Libreville le 20 février 2026 Convergence Afrique.
En décidant de suspendre temporairement l’accès à certaines plateformes de réseaux sociaux, le gouvernement gabonais a déclenché une vague de réactions, tant sur la scène politique locale qu’à l’international. Pour ses promoteurs, cette mesure n’est pas une atteinte liberticide à la liberté d’expression, mais un acte courageux de santé publique, aligné selon eux sur une jurisprudence émergente qui secoue aujourd’hui les démocraties occidentales.
Alors que la controverse enfle, Libreville entend répliquer point par point aux accusations de censure. « Nous ne censurons pas les opinions, nous suspendons des produits conçus comme des cigarettes électroniques mentales », rétorque une source gouvernementale proche du dossier. À l’instar des récents procès très médiatisés aux États-Unis visant les géants de la tech, le Gabon attaque frontalement la conception même des plateformes, et non l’expression des idées qui transitent par elles.
Selon les autorités gabonaises, il ne s’agit pas d’interdire Internet ou de museler une partie de la population, mais de protéger les plus jeunes d’un environnement numérique qui, disent-elles, a été scientifiquement et juridiquement prouvé comme toxique. «Exiger des preuves d’âge sur un réseau social n’est pas de la censure, c’est de la protection de l’enfance », affirme un conseiller ministériel. Cette position s’inspire directement des arguments avancés dans des procès en cours à Los Angeles, où Meta et Google sont jugés pour avoir délibérément conçu des algorithmes addictifs ciblant les jeunes publics.

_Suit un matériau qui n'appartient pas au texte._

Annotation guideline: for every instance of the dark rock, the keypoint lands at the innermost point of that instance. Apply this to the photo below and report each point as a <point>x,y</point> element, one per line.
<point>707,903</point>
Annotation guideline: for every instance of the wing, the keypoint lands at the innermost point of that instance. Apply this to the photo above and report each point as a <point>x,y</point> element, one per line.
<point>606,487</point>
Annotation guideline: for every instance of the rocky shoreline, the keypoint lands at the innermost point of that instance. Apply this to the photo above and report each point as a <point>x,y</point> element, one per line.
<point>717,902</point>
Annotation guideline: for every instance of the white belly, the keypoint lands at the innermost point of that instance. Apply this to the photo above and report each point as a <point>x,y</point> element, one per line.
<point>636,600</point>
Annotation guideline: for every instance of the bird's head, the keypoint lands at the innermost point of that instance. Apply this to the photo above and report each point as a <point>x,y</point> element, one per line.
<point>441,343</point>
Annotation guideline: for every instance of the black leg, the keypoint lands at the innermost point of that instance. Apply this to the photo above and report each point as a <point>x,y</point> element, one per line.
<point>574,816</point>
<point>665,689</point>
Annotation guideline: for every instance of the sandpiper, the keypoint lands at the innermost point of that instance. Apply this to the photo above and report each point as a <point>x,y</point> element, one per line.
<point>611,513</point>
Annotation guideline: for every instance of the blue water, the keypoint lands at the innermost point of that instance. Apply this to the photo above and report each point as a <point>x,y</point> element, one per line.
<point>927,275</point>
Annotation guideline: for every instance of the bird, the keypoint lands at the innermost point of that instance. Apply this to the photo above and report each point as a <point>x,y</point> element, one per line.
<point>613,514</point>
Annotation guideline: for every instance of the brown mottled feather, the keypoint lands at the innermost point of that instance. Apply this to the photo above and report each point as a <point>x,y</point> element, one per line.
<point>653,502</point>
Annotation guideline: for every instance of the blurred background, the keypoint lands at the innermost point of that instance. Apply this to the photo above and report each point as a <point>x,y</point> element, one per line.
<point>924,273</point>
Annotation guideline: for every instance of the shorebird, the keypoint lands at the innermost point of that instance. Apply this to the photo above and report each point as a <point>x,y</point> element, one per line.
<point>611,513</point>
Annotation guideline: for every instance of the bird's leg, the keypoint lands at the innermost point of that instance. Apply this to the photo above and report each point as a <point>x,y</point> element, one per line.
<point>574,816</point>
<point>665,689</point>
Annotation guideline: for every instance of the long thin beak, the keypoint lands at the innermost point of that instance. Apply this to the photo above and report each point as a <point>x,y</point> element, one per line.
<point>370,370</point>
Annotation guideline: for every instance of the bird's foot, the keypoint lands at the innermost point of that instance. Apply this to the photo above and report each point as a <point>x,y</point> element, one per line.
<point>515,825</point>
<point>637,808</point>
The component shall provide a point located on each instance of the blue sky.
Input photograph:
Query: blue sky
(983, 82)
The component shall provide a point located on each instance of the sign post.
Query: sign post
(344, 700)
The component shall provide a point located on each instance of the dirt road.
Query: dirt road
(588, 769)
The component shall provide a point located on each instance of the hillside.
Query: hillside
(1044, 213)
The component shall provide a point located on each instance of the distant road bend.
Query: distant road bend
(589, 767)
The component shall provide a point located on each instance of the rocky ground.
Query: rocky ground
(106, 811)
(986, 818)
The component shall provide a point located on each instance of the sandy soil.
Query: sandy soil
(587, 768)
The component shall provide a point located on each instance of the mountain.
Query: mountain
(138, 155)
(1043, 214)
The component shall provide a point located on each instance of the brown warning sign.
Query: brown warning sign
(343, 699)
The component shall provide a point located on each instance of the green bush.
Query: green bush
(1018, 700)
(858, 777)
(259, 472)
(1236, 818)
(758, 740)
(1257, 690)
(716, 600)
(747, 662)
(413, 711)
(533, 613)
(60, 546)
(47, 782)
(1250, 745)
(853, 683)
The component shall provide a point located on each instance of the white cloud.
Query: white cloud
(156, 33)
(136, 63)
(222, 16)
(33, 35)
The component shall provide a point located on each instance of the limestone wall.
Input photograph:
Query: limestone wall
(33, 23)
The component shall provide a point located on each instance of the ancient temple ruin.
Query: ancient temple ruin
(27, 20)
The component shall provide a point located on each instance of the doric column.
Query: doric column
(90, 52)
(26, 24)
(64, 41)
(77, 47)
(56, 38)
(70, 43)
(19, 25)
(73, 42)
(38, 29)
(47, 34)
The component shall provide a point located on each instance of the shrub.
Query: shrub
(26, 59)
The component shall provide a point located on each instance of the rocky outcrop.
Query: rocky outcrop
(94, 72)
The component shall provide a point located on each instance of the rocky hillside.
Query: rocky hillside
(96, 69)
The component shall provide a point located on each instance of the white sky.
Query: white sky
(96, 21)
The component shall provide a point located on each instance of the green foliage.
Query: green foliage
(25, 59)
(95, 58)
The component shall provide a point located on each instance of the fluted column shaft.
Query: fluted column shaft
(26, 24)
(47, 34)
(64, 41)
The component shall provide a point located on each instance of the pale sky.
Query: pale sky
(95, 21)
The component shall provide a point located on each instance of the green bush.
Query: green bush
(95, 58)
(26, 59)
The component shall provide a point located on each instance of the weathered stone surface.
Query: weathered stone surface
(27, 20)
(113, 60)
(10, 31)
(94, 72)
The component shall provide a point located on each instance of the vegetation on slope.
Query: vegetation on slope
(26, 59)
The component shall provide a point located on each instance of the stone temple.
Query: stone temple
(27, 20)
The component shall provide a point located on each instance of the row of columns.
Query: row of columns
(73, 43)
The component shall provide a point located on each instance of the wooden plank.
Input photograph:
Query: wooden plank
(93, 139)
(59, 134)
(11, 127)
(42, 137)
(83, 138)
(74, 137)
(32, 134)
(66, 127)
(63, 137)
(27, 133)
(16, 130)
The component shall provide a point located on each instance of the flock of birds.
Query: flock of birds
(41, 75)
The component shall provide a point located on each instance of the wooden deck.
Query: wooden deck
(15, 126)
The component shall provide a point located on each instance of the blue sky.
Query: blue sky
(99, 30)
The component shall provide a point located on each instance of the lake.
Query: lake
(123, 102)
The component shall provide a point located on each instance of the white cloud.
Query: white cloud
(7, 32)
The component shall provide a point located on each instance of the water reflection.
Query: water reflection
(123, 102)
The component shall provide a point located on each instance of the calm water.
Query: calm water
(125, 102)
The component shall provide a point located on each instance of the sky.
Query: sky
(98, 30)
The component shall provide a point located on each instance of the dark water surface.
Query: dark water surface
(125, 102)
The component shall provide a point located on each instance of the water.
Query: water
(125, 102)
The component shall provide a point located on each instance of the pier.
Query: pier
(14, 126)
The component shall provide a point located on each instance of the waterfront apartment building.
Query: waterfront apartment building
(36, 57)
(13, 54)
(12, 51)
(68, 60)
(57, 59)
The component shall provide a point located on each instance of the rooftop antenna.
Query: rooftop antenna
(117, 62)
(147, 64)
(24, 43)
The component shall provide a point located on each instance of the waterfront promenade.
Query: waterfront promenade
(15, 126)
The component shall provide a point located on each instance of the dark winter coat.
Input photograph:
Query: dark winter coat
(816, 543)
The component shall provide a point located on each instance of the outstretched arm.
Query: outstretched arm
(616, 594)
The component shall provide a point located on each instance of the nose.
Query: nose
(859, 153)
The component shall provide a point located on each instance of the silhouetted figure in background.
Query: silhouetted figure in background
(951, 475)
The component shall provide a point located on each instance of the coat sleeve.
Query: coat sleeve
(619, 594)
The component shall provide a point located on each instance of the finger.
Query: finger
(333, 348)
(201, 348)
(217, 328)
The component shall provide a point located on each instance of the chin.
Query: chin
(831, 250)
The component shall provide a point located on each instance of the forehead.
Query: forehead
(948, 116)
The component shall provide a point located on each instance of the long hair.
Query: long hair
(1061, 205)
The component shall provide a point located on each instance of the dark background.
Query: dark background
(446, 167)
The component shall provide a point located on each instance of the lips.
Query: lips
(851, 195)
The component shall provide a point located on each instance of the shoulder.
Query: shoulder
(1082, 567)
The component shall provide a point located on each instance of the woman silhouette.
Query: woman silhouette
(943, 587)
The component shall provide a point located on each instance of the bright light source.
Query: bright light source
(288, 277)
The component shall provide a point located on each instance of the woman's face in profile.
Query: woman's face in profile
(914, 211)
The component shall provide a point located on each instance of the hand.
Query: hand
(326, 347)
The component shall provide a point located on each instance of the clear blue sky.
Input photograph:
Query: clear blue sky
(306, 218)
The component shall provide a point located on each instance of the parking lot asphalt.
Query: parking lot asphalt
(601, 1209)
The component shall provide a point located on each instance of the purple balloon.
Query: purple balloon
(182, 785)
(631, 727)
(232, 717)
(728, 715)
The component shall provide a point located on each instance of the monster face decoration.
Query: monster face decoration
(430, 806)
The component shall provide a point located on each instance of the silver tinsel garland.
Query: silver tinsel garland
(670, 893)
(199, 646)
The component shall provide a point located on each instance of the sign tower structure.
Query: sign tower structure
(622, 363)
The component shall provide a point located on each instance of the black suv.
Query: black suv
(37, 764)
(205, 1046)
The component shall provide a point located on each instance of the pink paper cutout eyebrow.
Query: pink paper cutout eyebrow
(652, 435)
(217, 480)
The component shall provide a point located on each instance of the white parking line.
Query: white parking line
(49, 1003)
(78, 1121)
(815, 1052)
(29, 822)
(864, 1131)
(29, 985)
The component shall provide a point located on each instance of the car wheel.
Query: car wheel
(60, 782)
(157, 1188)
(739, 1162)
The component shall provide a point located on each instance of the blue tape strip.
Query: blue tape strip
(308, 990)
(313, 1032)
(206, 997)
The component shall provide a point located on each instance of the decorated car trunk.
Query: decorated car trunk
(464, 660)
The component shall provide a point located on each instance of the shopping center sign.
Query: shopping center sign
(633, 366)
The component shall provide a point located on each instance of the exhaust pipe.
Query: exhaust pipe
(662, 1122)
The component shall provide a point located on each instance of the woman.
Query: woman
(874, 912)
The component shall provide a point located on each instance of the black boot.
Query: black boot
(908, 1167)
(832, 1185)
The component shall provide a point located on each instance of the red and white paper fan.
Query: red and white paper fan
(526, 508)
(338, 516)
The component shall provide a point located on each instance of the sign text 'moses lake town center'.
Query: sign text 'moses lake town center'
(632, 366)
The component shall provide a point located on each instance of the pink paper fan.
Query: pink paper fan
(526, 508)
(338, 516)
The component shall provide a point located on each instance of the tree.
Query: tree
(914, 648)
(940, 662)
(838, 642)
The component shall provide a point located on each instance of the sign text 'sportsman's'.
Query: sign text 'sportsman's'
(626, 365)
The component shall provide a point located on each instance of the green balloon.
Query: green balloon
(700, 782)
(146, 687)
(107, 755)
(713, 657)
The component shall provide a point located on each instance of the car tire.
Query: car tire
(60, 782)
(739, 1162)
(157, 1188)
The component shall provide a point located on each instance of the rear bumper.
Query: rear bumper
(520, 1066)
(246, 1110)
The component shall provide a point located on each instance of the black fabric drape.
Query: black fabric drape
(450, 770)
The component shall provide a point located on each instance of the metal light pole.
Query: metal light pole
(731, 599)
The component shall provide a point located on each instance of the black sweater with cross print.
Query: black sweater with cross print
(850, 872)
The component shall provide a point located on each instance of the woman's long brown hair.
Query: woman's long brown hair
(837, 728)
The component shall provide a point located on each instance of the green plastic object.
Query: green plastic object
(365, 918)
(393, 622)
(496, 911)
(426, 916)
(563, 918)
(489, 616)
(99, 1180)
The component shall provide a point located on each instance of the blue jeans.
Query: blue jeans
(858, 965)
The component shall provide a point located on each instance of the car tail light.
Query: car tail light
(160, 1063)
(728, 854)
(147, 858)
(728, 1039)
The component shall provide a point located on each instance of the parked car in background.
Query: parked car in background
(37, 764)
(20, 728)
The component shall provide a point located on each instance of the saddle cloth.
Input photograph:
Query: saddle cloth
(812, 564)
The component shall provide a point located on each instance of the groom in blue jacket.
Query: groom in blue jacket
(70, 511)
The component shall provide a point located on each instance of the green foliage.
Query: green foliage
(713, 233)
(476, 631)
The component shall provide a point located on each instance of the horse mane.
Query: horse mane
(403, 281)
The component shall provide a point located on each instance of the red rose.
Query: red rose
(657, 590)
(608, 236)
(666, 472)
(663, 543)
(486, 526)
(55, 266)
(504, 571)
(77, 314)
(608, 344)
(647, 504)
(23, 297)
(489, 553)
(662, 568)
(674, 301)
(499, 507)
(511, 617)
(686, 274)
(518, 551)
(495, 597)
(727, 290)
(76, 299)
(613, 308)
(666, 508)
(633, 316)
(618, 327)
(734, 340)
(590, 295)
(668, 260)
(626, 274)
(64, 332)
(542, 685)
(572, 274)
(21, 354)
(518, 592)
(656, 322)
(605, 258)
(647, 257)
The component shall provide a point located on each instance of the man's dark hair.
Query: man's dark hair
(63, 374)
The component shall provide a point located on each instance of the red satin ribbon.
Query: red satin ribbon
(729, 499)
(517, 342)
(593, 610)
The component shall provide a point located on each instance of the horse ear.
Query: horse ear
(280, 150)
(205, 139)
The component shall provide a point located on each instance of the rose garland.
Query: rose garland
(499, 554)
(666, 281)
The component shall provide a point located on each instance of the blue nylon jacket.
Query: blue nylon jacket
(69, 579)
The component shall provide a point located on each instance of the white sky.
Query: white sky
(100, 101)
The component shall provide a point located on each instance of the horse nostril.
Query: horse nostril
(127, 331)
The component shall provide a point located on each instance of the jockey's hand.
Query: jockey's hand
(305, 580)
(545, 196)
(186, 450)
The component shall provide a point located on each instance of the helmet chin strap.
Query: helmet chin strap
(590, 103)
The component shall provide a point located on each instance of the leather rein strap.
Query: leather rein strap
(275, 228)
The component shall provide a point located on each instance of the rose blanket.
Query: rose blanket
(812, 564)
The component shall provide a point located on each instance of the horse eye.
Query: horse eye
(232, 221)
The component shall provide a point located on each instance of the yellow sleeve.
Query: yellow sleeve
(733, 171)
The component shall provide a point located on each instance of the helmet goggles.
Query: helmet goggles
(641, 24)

Pour Libreville, le débat dépasse la simple question de l’accès : il interroge la responsabilité des plateformes dans la conception de leurs produits. Aux États-Unis, ces questions commencent à faire trembler l’immunité juridique dont jouissaient longtemps ces entreprises ; au Gabon, elles fondent l’essentiel de la justification gouvernementale.
« Nous bloquons des machines à dopamine, pas la démocratie », martèlent les autorités. Et de préciser : «La liberté d’expression ne s’arrête pas aux portes des algorithmes conçus pour rendre dépendants. Le droit à l’information des citoyens gabonais reste intact via la presse, les sites web et les radios. »
Loin d’une simple mesure ponctuelle, Libreville souhaite qu’elle serve de prélude à une réflexion politique et juridique à l’échelle africaine. En organisant des tables-rondes avec des associations de parents et des experts en santé publique, le gouvernement espère capitaliser sur des témoignages concrets. Des parents d’élèves, sollicités pour témoigner de l’évolution du comportement de leurs enfants depuis la suspension, sont appelés à documenter ce que certains décrivent déjà comme une amélioration notable de la concentration et du bien-être général.
Cette démarche s’inscrit dans une stratégie plus ambitieuse : mettre en avant une autre manière d’envisager la régulation des géants du numérique, qui dépasse la simple réaction à des dérives et aborde la responsabilité de conception des produits eux-mêmes une ligne de fracture qui commence à apparaître au cœur des procès américains.
Pour les critiques, la décision gabonaise reste excessive, voire dangereuse, car elle ouvre la porte à une régulation étatique expansive du cyberespace. Pour les partisans de Libreville, elle est au contraire avant-gardiste, placée sous l’égide du principe de précaution. « Nous ne fermons pas Internet », conclut un proche du dossier, « nous protégeons nos enfants des effets néfastes, documentés par les propres recherches internes de ces multinationales ».
Ainsi, le Gabon se positionne non seulement comme acteur national dans un débat qui divise déjà les grandes démocraties, mais aussi comme un laboratoire africain d’une régulation plus exigeante des plateformes numériques une posture qui pourrait inspirer, ou inquiéter, selon les points de vue.